I saw this behaviour in other people when A Star is Born was released last year. I saw people tweeting that there was “just something about” Lady Gaga that annoyed them, even though she stole the show and made the role her own — a role that saw the greats before her — Janet Gaynor, Judy Garland and Barbara Streisand — do the very same. Bradley Cooper however, got close to no criticism of the sort — even though it doesn’t take much Googling (might I suggest ‘Bradley Cooper + Lolita’) to find multiple ways to be annoyed by him.

I dismissed art made by women

I thought that I had solved the issue of internalised sexism when I cleared up my Madonna crisis but I caught myself doing the same thing again this year.

This time, it was over the Netflix series Workin’ Moms. Sitting in my Recommended Shows section for months, I refused to believe that I could enjoy it.

Why? Because the word ‘moms’ was in the title? Because there was something funny about mothers who also work? Ugh. Yes. I New Girl-ed Workin’ Moms without even giving it a chance.

After some hesitance, I watched it and devoured two seasons in the space of a week. It’s filthy, it’s dark and it’s proper LOL funny. It is brilliant. And I’m an idiot for denying myself its brilliance because I still have a hang up about how my gender is portrayed on TV. Instead of checking it out, I held onto that hang up and dismissed art made by women.

Putting a stop to practised behaviour

Even though I describe myself as a feminist and run a club night that only plays music by women, I am still guilty of internalised sexism. I have to check myself and check again that I’m not a repeat offender.

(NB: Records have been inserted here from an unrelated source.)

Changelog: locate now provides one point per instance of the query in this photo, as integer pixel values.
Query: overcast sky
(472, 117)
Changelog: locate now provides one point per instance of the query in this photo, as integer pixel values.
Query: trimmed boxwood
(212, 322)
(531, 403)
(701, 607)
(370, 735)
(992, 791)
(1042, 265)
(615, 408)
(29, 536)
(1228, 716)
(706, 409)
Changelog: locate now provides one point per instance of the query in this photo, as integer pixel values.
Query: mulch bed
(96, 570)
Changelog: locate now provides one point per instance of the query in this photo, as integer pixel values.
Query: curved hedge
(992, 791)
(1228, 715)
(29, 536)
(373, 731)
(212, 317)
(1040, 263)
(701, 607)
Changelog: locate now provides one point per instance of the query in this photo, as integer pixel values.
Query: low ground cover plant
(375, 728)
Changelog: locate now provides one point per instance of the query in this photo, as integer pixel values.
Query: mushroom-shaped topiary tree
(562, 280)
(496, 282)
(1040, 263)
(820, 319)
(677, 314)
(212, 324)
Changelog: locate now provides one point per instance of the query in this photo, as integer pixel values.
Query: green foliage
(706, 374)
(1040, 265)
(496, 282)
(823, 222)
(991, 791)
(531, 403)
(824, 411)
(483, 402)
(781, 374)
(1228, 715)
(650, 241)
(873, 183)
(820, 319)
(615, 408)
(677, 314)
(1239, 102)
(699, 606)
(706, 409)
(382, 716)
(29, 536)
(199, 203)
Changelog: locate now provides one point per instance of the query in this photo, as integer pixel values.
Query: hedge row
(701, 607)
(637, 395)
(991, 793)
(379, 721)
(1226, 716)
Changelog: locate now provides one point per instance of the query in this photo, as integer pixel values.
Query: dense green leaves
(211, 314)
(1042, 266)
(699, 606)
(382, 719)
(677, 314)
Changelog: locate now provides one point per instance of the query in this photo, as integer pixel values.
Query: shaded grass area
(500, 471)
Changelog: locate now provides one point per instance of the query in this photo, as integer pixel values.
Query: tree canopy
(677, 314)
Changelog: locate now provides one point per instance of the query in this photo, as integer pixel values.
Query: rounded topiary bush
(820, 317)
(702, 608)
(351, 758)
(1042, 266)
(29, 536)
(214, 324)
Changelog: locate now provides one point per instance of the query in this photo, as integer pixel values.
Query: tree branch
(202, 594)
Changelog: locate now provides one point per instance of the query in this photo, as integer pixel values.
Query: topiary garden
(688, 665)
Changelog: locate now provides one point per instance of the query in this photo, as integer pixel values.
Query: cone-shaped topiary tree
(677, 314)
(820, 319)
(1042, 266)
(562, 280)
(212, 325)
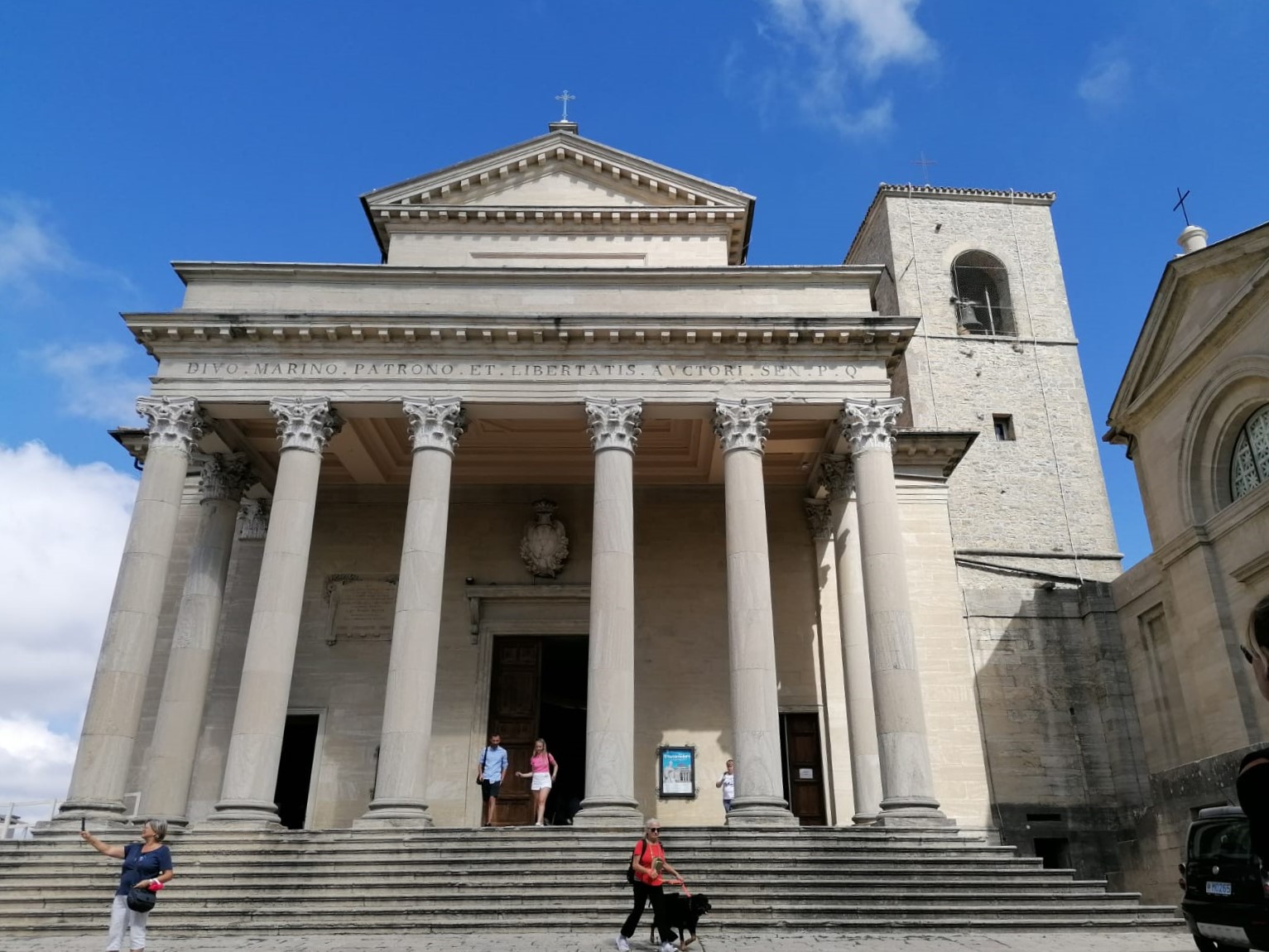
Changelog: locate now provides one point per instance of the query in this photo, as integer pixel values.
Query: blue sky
(143, 132)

How many books by female authors do I have in my home? Do I have more songs by men than women in my Spotify playlists? Which TV shows do I like? Which ones do I refuse to watch? Am I criticising more female TV hosts, radio personalities, politicians, singers, celebrity chefs or reality stars than male? Do I say ‘chick-lit’ with a certain tone that indicates it’s below me?

I’m guilty of all of the above but after a lifetime of thinking that it’s the done thing, I have to put a stop to this practised behaviour.

People are entitled to dislike other people but sometimes it’s important to question why you don’t like them. Saying that there’s “just something about her” is an answer with no point — but it’s probably more pointed than you realise.